The first syntheses of riboflavin derived from Richard Kuhn (1900–1967) at the Kaiser-Wilhelm-Institut für medizinische Forschung in Heidelberg and Paul Karrer (1889–1971) at the University of Zurich [449, 450, 451]

Melatonin

Melatonin is a hormone, released by the pineal gland in the brain, that is critical for the control of the sleep–wake cycle. It may also play a role in the pathophysiology of migraines by activating melatonin receptors in the hypothalamus [452]. Meanwhile, several studies have been published demonstrating that melatonin is effective in children and adolescent patients. In a 3-month trial in children with migraines, it was shown that melatonin significantly decreases the frequency and duration of headache attacks and disability levels [453]. There is much hope that melatonin might become an alternative in migraine prophylaxis, but more research is required, e.g., in terms of pharmacology and safety (Fig. 38) [454].

Fig. 38

Melatonin was discovered and named in 1958 by the US dermatologist Aaron B. Lerner (1920–2007) at Yale University, who had already described its sedative effect in humans [455]

Coenzyme Q ₁₀

Coenzyme Q₁₀ is an electron carrier in the mitochondrial electron transport chain and therefore essential for all energy related cellular processes.
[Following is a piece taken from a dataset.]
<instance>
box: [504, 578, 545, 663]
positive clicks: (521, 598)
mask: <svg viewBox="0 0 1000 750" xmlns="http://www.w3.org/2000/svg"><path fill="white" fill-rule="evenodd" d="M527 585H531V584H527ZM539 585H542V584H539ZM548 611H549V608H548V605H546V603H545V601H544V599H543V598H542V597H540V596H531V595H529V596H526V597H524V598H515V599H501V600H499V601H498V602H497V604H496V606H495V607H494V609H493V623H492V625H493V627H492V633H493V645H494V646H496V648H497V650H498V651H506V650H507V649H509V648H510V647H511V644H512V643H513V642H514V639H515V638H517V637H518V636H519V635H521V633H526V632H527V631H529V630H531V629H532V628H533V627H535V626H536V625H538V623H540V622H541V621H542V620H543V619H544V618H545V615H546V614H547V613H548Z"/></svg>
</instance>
The observation that mitochondrial energy is depleted in brain tissues of migraine patients without aura supported the hypothesis that supplementation with coenzyme Q₁₀ might be beneficial preventing migraines [456, 457]. While a trial in children and adolescents in 2011 was not convincing [458], a meta-analysis of trials in adult patients shows that coenzyme Q₁₀ supplementation reduces both the frequency and duration of migraine attacks, but not their severity compared with the control group (Fig. 39) [459].

Fig. 39

Coenzyme Q10 (Ubiquinone-10) was discovered in 1957 and first isolated from bovine hearts by Frederick L. Crane (1925–2016) at the University of Wisconsin [460]. The chemical structure was elucidated by Karl August Folkers 1906–1997) at Merck Laboratories in 1958 and independently by Otto Isler (1910–1992) at Hoffmann La Roche in Basel [461, 462]

Magnesium

The availability of magnesium salts is crucial for many physiological processes in the brain associated with the pathophysiology of migraine. Since the 1990s, there is a growing body of evidence that magnesium deficiency may contribute to migraine development [463, 464]. Magnesium deficiency affects mitochondrial metabolism, which could alter neuronal polarization and may result in cortical spreading depression [465]. Migraine attacks are usually accompanied by low magnesium concentrations in serum and cerebrospinal fluid [466]. The underlying cause of hypomagnesemia in patients with migraine is unknown, but may be due to inadequate uptake, excessive loss of magnesium in the urine, genetic disposition, or some combination thereof. By now, several intervention trials in children, adolescents and adults have been performed. Unfortunately, the strength of evidence supporting oral magnesium supplementation is still limited [467]. But most recently there are some promising studies indicating that supplementary magnesium might be beneficial, especially in pediatric but also in adult patients [468,469,470].